Everyone, tonight there's a birthday party at PZ's pied-à-terre in NYC.
There's sleeping room for at least a dozen on the fire escapes.

See you all there.


----------



## Cristina Moreno

BON ANNIVERSAIRE CHÈRE PUNKY!

J'espère que tu l'as bien passé...
Voilà un p'tit cadeau


Bisous 
​


----------



## Ploupinet

Attention Punkette ! A trop fêter ton anniversaire, tu risques de te transformer !!! 
Joyeux anniversaire


----------



## LV4-26

Ellen se joint à moi pour te souhaiter un très joyeux anniversaire.


----------



## KaRiNe_Fr

Salut PZ !

Bon, euh... trois, quatre... Ahem... (je prends de l'élan et je m'éclaircis la voix pour déclamer mon poème, hein !  )

Ton half century
J'espère que ça a été une tuerie !

Bisettes petite Pounquie !


----------



## itka

Bon lendemain d'anniversaire, ma Punkette préférée ! 
(Désolée, mais pas là, hier ! )


----------



## Punky Zoé

Calamitintin said:


> J'ai donc comploté avec un(e ?) de tes ami(e ?)s pour te souhaiter un Excellent anniversaire !!!!


 _M'enfin ?! _
 


GamblingCamel said:


> and it seems that the age on a profile can go as high as 101.
> That's 51 more years. Makes you feel young, doesn't it !?!?


_Yes I do !!!_



GamblingCamel said:


> Everyone, tonight there's a birthday party at PZ's pied-à-terre in NYC.
> There's sleeping room for at least a dozen on the fire escapes.See you all there.
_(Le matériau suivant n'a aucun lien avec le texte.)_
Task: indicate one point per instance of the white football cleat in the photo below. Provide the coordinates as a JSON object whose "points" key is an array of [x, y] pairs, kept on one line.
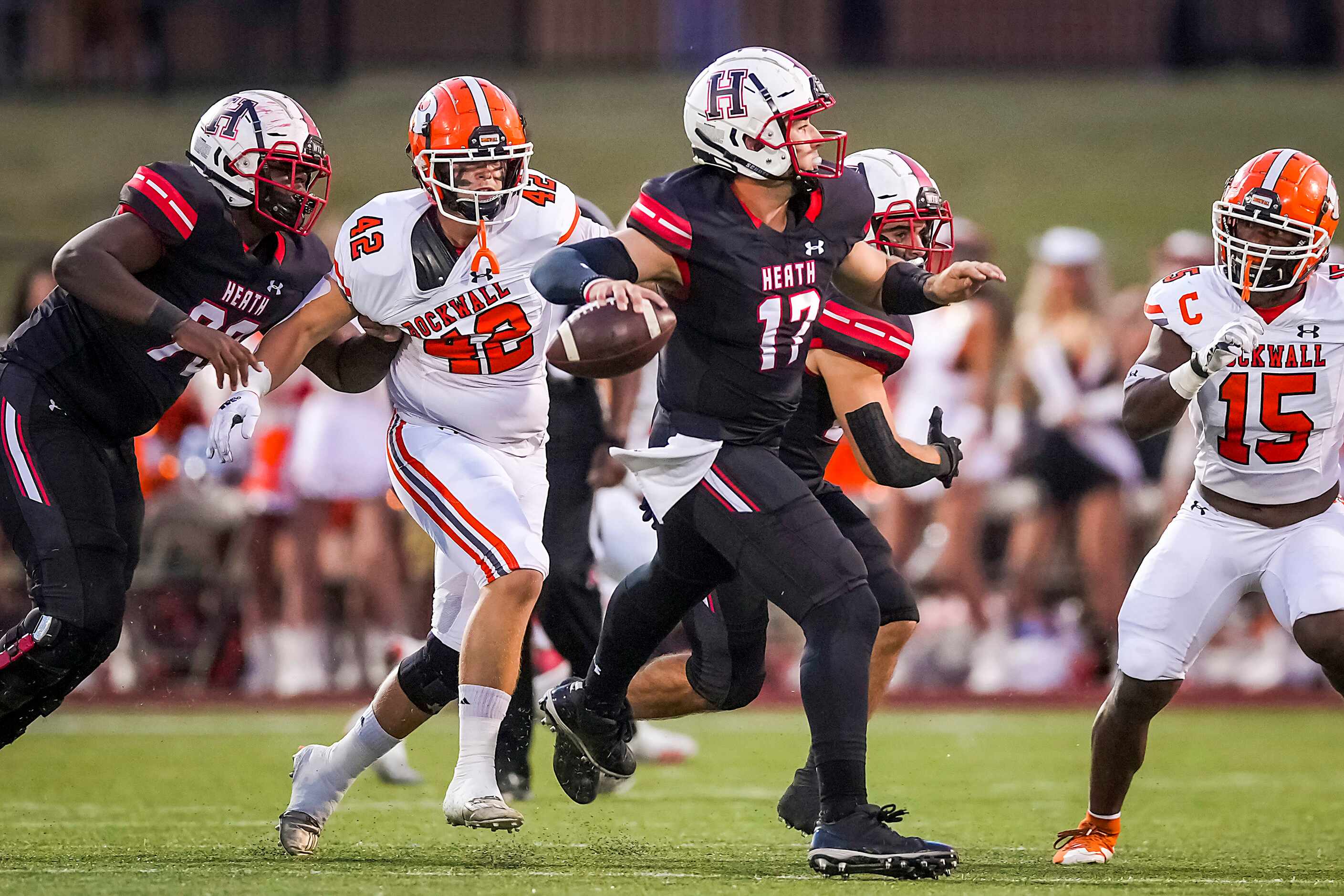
{"points": [[312, 800], [662, 746], [484, 809]]}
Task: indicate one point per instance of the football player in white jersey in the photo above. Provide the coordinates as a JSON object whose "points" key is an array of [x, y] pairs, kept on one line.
{"points": [[1257, 340], [448, 264]]}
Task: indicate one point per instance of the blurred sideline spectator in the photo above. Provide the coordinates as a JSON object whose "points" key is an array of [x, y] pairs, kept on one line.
{"points": [[1068, 381], [33, 285], [953, 366]]}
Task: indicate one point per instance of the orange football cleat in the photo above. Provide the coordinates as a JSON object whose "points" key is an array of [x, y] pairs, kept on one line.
{"points": [[1093, 843]]}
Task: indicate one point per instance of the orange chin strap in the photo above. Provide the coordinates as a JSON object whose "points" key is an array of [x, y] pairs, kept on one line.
{"points": [[483, 253]]}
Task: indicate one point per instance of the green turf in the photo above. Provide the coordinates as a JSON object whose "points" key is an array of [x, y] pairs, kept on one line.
{"points": [[1231, 802], [1134, 157]]}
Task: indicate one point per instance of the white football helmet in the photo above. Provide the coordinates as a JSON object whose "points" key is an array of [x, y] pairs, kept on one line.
{"points": [[902, 190], [260, 148], [738, 113]]}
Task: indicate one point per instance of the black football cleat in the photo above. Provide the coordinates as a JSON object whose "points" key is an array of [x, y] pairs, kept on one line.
{"points": [[581, 734], [802, 802], [863, 844], [578, 778]]}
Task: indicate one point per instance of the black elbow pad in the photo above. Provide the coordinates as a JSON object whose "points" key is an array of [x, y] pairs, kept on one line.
{"points": [[902, 291], [889, 462], [566, 271]]}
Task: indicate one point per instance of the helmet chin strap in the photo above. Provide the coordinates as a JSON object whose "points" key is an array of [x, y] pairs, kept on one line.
{"points": [[483, 251]]}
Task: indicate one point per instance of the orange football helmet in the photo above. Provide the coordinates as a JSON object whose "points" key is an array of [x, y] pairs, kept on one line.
{"points": [[1281, 190], [461, 121]]}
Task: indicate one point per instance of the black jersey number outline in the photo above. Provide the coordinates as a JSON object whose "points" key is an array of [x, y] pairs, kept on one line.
{"points": [[777, 332], [214, 317], [1296, 425]]}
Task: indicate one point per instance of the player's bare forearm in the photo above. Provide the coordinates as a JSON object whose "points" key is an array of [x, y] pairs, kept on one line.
{"points": [[870, 277], [99, 266], [1151, 405], [861, 406], [285, 347], [350, 360]]}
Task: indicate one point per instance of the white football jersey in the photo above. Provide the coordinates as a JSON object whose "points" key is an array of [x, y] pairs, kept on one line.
{"points": [[1268, 426], [476, 356]]}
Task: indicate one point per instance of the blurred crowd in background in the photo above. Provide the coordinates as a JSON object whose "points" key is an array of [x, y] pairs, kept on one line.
{"points": [[296, 572]]}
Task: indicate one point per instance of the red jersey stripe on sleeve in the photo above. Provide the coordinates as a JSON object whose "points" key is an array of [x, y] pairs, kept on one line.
{"points": [[866, 328], [662, 221], [166, 199]]}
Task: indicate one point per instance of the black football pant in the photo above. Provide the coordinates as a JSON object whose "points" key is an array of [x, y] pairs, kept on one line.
{"points": [[753, 519], [569, 608], [728, 630], [72, 508]]}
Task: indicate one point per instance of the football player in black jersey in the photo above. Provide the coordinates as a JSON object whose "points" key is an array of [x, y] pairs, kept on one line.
{"points": [[195, 259], [851, 353], [753, 236]]}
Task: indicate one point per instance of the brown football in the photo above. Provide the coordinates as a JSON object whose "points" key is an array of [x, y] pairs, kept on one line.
{"points": [[601, 340]]}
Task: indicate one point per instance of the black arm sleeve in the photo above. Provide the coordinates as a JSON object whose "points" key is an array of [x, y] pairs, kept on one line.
{"points": [[902, 291], [355, 365], [890, 464], [563, 272]]}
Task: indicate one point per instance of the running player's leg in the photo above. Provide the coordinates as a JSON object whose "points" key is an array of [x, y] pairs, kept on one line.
{"points": [[484, 508], [592, 718], [417, 689], [785, 546], [898, 615], [725, 668], [1304, 585], [569, 608], [1180, 597], [58, 507]]}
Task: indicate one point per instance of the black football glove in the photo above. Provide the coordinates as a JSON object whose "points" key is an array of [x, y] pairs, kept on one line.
{"points": [[951, 447]]}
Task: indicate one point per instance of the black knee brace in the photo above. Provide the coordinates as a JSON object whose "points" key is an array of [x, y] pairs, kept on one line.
{"points": [[42, 660], [429, 676]]}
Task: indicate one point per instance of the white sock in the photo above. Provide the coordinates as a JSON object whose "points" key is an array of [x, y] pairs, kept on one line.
{"points": [[361, 747], [480, 711]]}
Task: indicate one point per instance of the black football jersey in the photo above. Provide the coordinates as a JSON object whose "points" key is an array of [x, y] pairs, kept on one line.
{"points": [[734, 365], [121, 378], [881, 342]]}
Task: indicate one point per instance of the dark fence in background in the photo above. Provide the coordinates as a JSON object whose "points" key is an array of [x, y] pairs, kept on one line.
{"points": [[163, 43]]}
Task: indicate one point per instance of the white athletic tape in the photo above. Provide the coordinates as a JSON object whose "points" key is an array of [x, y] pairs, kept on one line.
{"points": [[651, 317], [566, 335]]}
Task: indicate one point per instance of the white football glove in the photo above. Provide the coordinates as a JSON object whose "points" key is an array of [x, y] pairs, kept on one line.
{"points": [[242, 409], [1237, 338]]}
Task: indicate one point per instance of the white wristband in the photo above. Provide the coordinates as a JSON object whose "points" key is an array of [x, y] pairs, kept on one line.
{"points": [[591, 285], [1185, 381], [259, 381]]}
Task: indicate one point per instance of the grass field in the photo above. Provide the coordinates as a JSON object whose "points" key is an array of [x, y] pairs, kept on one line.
{"points": [[1134, 157], [139, 802]]}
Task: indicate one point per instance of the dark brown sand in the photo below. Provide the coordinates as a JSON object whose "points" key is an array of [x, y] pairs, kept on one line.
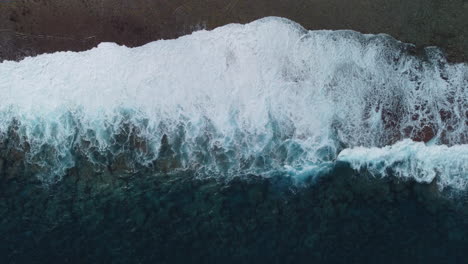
{"points": [[31, 27]]}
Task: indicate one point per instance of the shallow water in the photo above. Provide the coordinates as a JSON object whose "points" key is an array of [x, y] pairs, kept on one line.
{"points": [[258, 142]]}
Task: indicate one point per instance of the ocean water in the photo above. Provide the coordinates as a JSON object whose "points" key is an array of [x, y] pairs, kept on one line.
{"points": [[253, 143]]}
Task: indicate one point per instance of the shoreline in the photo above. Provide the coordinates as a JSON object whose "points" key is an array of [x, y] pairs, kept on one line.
{"points": [[29, 28]]}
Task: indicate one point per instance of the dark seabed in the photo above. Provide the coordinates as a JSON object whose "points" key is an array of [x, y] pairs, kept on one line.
{"points": [[250, 143]]}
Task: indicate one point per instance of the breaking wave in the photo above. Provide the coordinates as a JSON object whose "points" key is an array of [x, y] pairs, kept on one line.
{"points": [[263, 98]]}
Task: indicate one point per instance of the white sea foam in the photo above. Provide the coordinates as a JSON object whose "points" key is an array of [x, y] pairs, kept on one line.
{"points": [[448, 166], [249, 98]]}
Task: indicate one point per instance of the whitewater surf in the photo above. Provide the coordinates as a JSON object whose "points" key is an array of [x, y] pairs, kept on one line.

_M'enfin ?! (bis !). Garnement va ! Dévoiler ma vie privée à NYC _



Ploupinet said:


> Attention Punkette ! A trop fêter ton anniversaire, tu risques de te transformer !!!


_M'enfin ?! (ter!). C'est déjà tout moi, ça !

_


KaRiNe_Fr said:


> Bon, euh... trois, quatre... Ahem... (je prends de l'élan et je m'éclaircis la voix pour déclamer mon poème, hein !  ) Ben, il est où le poème
> 
> Ton half century


_Pfooooooou ! Un demi-siècle, c'est long, c'est court (mais ça passe vite !

__Itka, je n'étais pas là, non plus ! 

__Merci à Cal, GC, Christina, Ploup', Lv4-26 et Ellen(?), Karine, Itka et à 
ceux et celles qui m'ont envoyé un P.M. ou un courriel.

Voilà, j'ai quitté le pays merveilleux des ménagères de moins de cinquante ans pour l'inconnu !


_​


----------



## KaRiNe_Fr

Punky Zoé said:
			
		

> [...] Ben, il est où le poème  [...]


Ça vaut bien la peine de pondre un poème de DEUX vers avec RIME RICHE en DEUX langues, tiens !


----------



## Punky Zoé

Avec l'âge on perd le discernement  et puis ces poèmes modernes sans respect de la métrique ... 





KaRiNe_Fr said:


> Ça vaut bien la peine de pondre un poème de DEUX vers avec RIME RICHE en DEUX langues, tiens !


----------



## Nicomon

À la même date que Léonard de Vinci
Et que l’invention de bien utiles outils
46 ans après le naufrage du paquebot
3 ans après l’ouverture du premier McDo
Naissait en 1958 la gentille Pounquie
Qu’affectueusement on appelle Bree ​ 
I’m sorry that I wasn’t here to celebrate
Nearly three days ago on the exact date
But here’s wishing happy belated birthday
To our friend, the one and only Punky Zoé ​ 
*Bienvenue dans le club sélect des 50 + *
*Gros bisous*​


----------



## Punky Zoé

Là, j'ai bien reconnu, ÇA c'est un poème rolleyes, avec des RIMEUHs et en deux langues aussi ! 

Gros bisous, Nico ! 

P.S. c'est affectueux Bree ??? (parce qu'il parait que le modèle... )


----------



## geve

Je fais l'impasse sur le poème, hein, puisque j'avais pris l'option crayons de couleurs... 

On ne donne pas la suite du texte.